Если говорить о нашей стране — какими?
Примерно с эпохи Екатерины II русское образованное общество постепенно утверждалось во мнении, что крепостное право — аномалия, а не норма, что «свобода лучше несвободы». К середине XIX века многие помещики считали для себя постыдным владеть крепостными душами. Новое поколение элиты выросло под влиянием этого комплекса вины. К тому же популярная тогда либеральная экономическая доктрина однозначно утверждала, что свободный труд гораздо производительнее подневольного.
А как на отмену крепостного права повлияло поражение России в Крымской войне?
Не будем забывать, что эта война совсем не была катастрофой общенационального масштаба вроде того, чем стала для империи Наполеона III франко-прусская война 1870-1871 годов. Крымская война наглядно продемонстрировала не столько военную слабость России, сколько несоответствие ее международных амбиций реальным возможностям.
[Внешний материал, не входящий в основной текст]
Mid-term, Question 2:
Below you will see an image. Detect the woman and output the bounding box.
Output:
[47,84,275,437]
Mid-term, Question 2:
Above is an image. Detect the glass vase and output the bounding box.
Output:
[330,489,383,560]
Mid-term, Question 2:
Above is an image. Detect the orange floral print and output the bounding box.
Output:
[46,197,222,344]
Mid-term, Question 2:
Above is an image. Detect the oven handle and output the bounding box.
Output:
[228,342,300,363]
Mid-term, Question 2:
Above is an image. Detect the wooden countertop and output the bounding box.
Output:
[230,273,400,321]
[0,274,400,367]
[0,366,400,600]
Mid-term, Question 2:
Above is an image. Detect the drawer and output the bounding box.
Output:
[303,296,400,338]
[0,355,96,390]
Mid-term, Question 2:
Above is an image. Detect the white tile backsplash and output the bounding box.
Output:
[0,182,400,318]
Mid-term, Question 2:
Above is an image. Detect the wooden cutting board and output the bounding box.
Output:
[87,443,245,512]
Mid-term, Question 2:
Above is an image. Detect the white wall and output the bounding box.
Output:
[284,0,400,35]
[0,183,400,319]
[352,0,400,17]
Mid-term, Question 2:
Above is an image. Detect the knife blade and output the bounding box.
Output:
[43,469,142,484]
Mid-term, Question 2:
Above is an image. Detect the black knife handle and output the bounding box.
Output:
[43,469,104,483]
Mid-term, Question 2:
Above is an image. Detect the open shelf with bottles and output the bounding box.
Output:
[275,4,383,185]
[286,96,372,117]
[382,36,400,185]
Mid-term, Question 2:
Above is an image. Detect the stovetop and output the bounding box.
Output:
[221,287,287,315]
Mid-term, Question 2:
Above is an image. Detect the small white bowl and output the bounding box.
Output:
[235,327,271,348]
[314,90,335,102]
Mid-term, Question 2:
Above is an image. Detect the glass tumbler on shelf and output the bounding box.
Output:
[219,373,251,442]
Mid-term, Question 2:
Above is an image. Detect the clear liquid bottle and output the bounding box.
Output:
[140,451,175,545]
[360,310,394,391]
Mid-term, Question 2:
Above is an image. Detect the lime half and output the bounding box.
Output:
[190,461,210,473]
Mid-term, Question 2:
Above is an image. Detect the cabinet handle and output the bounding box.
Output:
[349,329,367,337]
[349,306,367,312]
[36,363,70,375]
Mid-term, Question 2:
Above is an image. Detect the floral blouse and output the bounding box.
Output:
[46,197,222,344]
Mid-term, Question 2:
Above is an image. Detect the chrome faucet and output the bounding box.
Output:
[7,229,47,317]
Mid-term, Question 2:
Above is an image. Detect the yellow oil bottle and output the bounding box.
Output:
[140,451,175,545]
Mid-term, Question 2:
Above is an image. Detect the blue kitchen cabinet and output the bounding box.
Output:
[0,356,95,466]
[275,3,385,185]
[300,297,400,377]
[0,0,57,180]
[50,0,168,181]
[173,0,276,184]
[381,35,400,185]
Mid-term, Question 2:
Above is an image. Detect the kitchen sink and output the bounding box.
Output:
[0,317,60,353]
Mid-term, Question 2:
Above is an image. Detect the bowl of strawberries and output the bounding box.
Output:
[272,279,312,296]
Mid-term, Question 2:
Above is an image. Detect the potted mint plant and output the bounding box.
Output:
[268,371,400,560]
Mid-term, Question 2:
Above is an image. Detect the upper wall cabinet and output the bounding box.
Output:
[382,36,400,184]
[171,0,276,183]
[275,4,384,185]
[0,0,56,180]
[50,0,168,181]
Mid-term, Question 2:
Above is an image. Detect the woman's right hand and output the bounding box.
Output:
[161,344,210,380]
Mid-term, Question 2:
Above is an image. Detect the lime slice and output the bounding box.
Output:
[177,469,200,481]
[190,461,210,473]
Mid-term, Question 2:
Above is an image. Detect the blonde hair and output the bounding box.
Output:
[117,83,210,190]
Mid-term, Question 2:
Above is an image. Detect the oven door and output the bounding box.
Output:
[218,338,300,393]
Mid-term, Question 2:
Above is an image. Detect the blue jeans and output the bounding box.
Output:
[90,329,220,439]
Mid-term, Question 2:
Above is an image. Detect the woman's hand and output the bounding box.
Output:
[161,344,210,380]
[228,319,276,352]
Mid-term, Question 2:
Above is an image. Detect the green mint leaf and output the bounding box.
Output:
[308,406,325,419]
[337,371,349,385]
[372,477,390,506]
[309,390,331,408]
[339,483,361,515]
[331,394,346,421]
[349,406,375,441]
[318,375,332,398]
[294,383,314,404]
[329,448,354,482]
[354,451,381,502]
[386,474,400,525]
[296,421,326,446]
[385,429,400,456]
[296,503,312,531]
Николай I считал себя ключевой фигурой в европейской политике, разве что Англию воспринимая как равного партнера.
И тут выяснилось, что все совсем не так: Россия не просто была вынуждена воевать на своей территории, но и проиграла все сражения в Крыму сравнительно небольшому англо-французскому экспедиционному корпусу. Конечно, заметна была отсталость в технологиях и средствах коммуникации. Скажем, о поражениях в Крыму в Петербурге за неимением собственной телеграфной связи узнавали из вражеских столиц. Но главное заключалось в том, что Крымская война выявила неэффективность и коррумпированность государственного аппарата. Всем стало ясно, что николаевская административная система просто не работает.
То есть, говоря современным языком, после Крымской войны в элитах установился консенсус, что дальше так жить нельзя?
Да, слишком уж большим оказался разрыв между официальной пропагандистской картинкой и реальностью. Военные неудачи совпали со сменой монарха, с транзитом власти. После внезапной смерти Николая I и воцарения его сына Александра II необходимость серьезных преобразований уже почти никто не подвергал сомнению.
На кого опирался Александр II в своих реформаторских устремлениях?
Первоначально на довольно широкую коалицию сторонников перемен. Но внутриэлитный консенсус установился лишь на короткий период времени (1856-1857 годы), получивший название «оттепели». Когда же дело дошло до обсуждения конкретных реформ, довольно быстро сформировались различные противоборствующие группировки, между которыми и лавировал император. Тем самым он пытался — и довольно успешно — создать систему «сдержек и противовесов» и позиционировать себя как последнюю инстанцию во внутриэлитных конфликтах. Так что в результате либеральных реформ самодержавная власть, как ни парадоксально, лишь укрепилась.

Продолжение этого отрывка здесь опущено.